Wednesday, August 23, 2006

I MUST HAVE GOTTEN TO YOU!

Well, well...I must have hurt someone's feelings. Who the fuck cares! The person, and I don't know who you are, because apparently you are too ashamed of yourself to sign your real name. So, allow me to retort.

It's like anything in this beautiful country we live in. If you don't like something, you have every right to express it, as long it doesn't infringe upon someone else. So, with saying that...if you don't like what I say, feel, or express, then quit reading, like our wonderful friend Nicole mentioned in her comment. Thank you Nicole. I do appreciate the encouragement. I, however, think I was very honest, and do believe this country is lacking that. People are too concerned with making someone upset, and in the process, aren't willing to speak their minds without hurting someone's feelings.

You know, it's like television or radio. If you don't like what you are watching or listening to, then just the turn it off.

To the person who left the first comment on my last post:

Nobody twisted your arm and made you read my blog. No one at all. Obviously you have a problem with yourself. That's not my problem. That of course is yours and yours alone.

I do not think I am perfect, nor will I ever be. I don't think anyone in the world is perfect.

I will always speak my mind, and if you don't like...go and take shit with your clothes on and get a freakin' life.


Bye bye! :)

Thursday, August 17, 2006

SICK AND TIRED OF PEOPLE!

Ok, so here we go...I am totally sick and fuckin' tired of hearing people talk bad behind other people's back. And though I realize this will NEVER end, I still can vent and speak my mind regarding it.

This sounds stupid and old fashioned, but really, If you don't have something nice to say to someone, then just don't open your mouth at all. Have some freakin' balls and say whatever you want to the person. Just say it to their face.

Also, what is going on with women who think they are hot, but obviously are NOT. I saw a couple of women today when I was picking lunch for me and my Dad. They were absolutely awful looking. They happened to be wearing these horribly tight workout pants with like sport bras on. Now, granted they were both very tan, these 2 women were disgusting. And as I was waiting for my food, I happened to glance over at their table. They both had the worst expressions on their faces. All I was thinking the entire time was, I would get absolutely sick and tired of looking at either of these 2 women, if I had to actually live with them.

Another thing...tattoos are disgusting! And they are truly going out of style as well. I know there are many people out there that are good people that have tattoos, but in my opinion, you look like a dirty, skanky piece of trash. I am so disgusted by them, that once I told a girl in Florida that I wouldn't sleep with her because she had one on the small of her back. That is honest truth.

Think about yourself at 89 years old with your tramp stamp, as Neal Boortz would call it. I am thinking about it...Oh yeah, you sure are sexy...NOT!


In short...look in the mirror and make sure you ACTUALLY look decent. And if you don't care about the way you look to yourself, think of other people that have to look at your sorry, stinky, smelly, fuckin' ass every day.

Good day! :)

Wednesday, August 02, 2006

BUNCH OF LARD ASSES!

Today on the radio, I was listening to Neal Boortz, who is a great morning talk show radio host here in Atlanta. His show is broadcasted around the country, so some of you may know who I am referring to.

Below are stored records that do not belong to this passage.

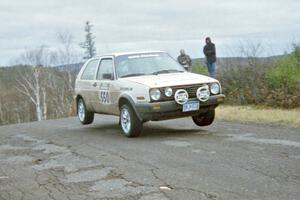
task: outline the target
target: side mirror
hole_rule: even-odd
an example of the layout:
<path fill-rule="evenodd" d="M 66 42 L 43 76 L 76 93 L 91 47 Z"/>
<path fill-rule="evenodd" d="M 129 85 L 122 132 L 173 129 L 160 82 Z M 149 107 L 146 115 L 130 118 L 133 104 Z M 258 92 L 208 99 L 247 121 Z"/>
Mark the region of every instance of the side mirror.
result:
<path fill-rule="evenodd" d="M 114 75 L 111 73 L 103 74 L 104 80 L 114 80 Z"/>

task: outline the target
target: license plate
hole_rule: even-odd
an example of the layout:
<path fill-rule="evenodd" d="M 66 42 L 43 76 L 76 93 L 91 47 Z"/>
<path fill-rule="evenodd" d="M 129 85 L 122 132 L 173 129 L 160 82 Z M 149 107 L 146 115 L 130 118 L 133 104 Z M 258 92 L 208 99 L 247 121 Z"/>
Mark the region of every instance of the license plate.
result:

Anyway...he was talking about a popular fast food restaurant. Supposedly, they are going to be coming out with a "Fantastic Four" burger very soon. According to the radio show this morning, this hamburger is going to have 4 beef patties, 4 slices of cheese, and 8 slices of bacon on it! Can you freakin' believe this shit! And to top it all off, this hamburger will supposedly have over 1000 calories!

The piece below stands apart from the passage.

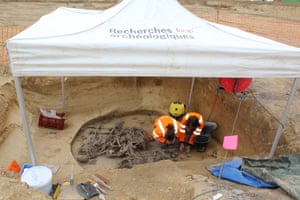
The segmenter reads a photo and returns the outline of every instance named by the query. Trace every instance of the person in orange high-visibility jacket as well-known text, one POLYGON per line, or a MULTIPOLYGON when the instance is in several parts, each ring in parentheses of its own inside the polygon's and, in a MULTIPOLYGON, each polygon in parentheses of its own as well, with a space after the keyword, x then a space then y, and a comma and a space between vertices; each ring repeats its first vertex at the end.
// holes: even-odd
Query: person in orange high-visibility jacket
MULTIPOLYGON (((191 146, 196 143, 197 151, 203 151, 204 147, 200 145, 200 142, 198 143, 198 141, 203 140, 201 135, 210 133, 216 128, 217 124, 215 122, 205 122, 200 113, 186 113, 181 120, 181 126, 178 134, 180 143, 179 150, 183 151, 186 146, 186 151, 189 153, 191 146)), ((205 137, 208 138, 207 136, 205 137)))
POLYGON ((180 122, 169 115, 163 115, 154 121, 153 126, 152 137, 159 142, 161 148, 170 147, 171 145, 178 146, 177 135, 180 122))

Please ladies and gentleman...what the hell do you need a 4 patty burger for? Are you really that hungry? I doubt it!

And to top off the bit on this hamburger, Boortz mentioned that everyone will be running to try it, and then once they've gained weight, they will complain that it's because of their genes that they are heavy! Please!!!!

Bottom line...if you need a burger that big...then you are probably a big, fat, tub of lard ass anyway, and you need to go home and eat a fuckin' salad. Because you are probably worthless anyway. Now get out of my face!